Ground broken on infill project near U of Manitoba expected be home to 20,000 people
Southwood Circle development believed to be Winnipeg's largest infill project, city councillor says
A new infill project near the University of Manitoba will eventually be home to 20,000 people, developers say — effectively making it one of the biggest communities in the province.
Ground was broken Wednesday on the Southwood Circle development, located at the site of the former Southwood Golf and Country Club, just west of the Red River and adjacent to the University of Manitoba's south Winnipeg campus.
"It's one of the city's largest infill projects," said Janice Lukes, the city councillor for Waverley West, at Wednesday's groundbreaking ceremony. "We looked in our records — we can't find another infill project that is this big," in either population and or land area, she said.
Construction on the new neighbourhood development is expected to begin next year.
The site will also host a new building for the National Centre For Truth And Reconciliation, in addition to creating "Manitoba's first complete campus community," said a news release from UM Properties — a separate entity from the university, with its own board of directors, that will manage the leasing of parcels of land in Southwood Circle.
When it's completed, the 20,000 residents of the development, combined with the U of M's community and the nearby Smart Park development, will have a combined daily population of around 60,000 people — larger than any city in Manitoba except Winnipeg.
The project has been in the works since the U of M bought the Southwood Golf and Country Club in January 2008, officially taking possession of the roughly 50-hectare (120-acre) property in 2011.
Southwood Circle itself is a roughly 45-hectare site, with more than 30 hectares of developable land, according to UM Properties' news release.
The project also has an emphasis on sustainability, with goals of protecting the 5,000 trees currently on the property, using existing city infrastructure and only needing 2.5 kilometres of new roads built, the release said.
The new residential, commercial and institutional spaces in Southwood Circle represent more than $5 billion in private investment, the release added.
There are also plans for Sifton Road — which runs off University Crescent, at the north end of the U of M campus — to become a hub for shopping and dining.
"We will not only have people living here, but we will have services here," said Michael Benarroch, president and vice-chancellor of the U of M, including access to existing U of M facilities like fitness centres.
"We'll have grocery stores, we'll have cafés, we'll have other services that people want to use, so that within 15 minutes of where they live, they will have all those amenities."
Benarroch added there are already existing bus routes providing service to the area, including rapid transit service connecting the campus with Winnipeg's downtown.

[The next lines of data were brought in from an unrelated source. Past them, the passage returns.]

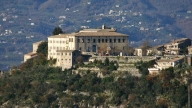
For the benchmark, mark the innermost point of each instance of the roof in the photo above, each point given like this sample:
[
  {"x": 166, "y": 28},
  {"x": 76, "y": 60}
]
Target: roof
[
  {"x": 179, "y": 40},
  {"x": 37, "y": 43},
  {"x": 62, "y": 35},
  {"x": 91, "y": 32},
  {"x": 171, "y": 59},
  {"x": 189, "y": 46},
  {"x": 100, "y": 34},
  {"x": 156, "y": 47},
  {"x": 31, "y": 54},
  {"x": 67, "y": 50}
]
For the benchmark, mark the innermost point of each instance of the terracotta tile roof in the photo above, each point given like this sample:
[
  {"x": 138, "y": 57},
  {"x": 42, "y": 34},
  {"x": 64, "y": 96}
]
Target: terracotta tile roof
[
  {"x": 170, "y": 59},
  {"x": 67, "y": 50},
  {"x": 31, "y": 54},
  {"x": 100, "y": 34},
  {"x": 62, "y": 35},
  {"x": 179, "y": 40}
]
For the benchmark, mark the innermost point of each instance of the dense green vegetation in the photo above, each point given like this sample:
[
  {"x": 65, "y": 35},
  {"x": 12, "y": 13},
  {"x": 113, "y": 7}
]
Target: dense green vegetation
[{"x": 37, "y": 84}]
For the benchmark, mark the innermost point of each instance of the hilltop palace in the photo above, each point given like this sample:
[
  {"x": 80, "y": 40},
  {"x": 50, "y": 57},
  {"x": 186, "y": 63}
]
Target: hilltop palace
[{"x": 67, "y": 47}]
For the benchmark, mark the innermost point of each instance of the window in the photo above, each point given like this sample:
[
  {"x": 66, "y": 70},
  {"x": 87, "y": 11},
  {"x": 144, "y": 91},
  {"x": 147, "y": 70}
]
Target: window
[
  {"x": 114, "y": 40},
  {"x": 123, "y": 40},
  {"x": 98, "y": 40},
  {"x": 106, "y": 40},
  {"x": 102, "y": 40},
  {"x": 88, "y": 40},
  {"x": 70, "y": 39},
  {"x": 119, "y": 40}
]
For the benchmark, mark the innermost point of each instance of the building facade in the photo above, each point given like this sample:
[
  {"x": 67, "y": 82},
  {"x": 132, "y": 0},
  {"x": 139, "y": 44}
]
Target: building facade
[
  {"x": 66, "y": 59},
  {"x": 89, "y": 41},
  {"x": 34, "y": 53},
  {"x": 177, "y": 47}
]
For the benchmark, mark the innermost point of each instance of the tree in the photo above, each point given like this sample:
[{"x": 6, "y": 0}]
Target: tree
[
  {"x": 57, "y": 31},
  {"x": 43, "y": 48}
]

Southwood Circle will also have biking trails and walking paths along the Red River, said Benarroch.
The new development will help connect the university's community to the rest of Winnipeg, he said.
"I think we're hearing a lot about need for affordable housing and different kinds of housing, and so I think this will help fill that need there," he said.
The area will appeal to U of M students, faculty and staff, he said.
"More and more people want to live within walkable communities, within communities that are very close to their places of work so that they can reduce their own footprints."
New home for NCTR
The new home for the National Centre for Truth and Reconciliation in Southwood Circle will be an educational resource for people from coast to coast, said executive director Stephanie Scott.
It will house the centre's more than 23 million records regarding residential schools across the U.S. and Canada, including 7,000 survivor statements, she said.
Scott also said the federal government has committed $60 million to build the new centre and roughly a hectare of space at Southwood Circle is dedicated to it.
"We are looking to house potentially 50 to 70 staff members, cultural space, research space where survivors can come and learn the history, find their records," said Scott.
She added education is important not only for Indigenous people, but for everyone who visits the centre.
"I think that when Canadians have an opportunity to come and learn and see those records, there's no no way that anyone can deny the truth of what happened."
The first phase of Southwood Circle's construction is estimated to take 10 years to complete, while the entire infill project is estimated to take around 20 to 30 years to complete.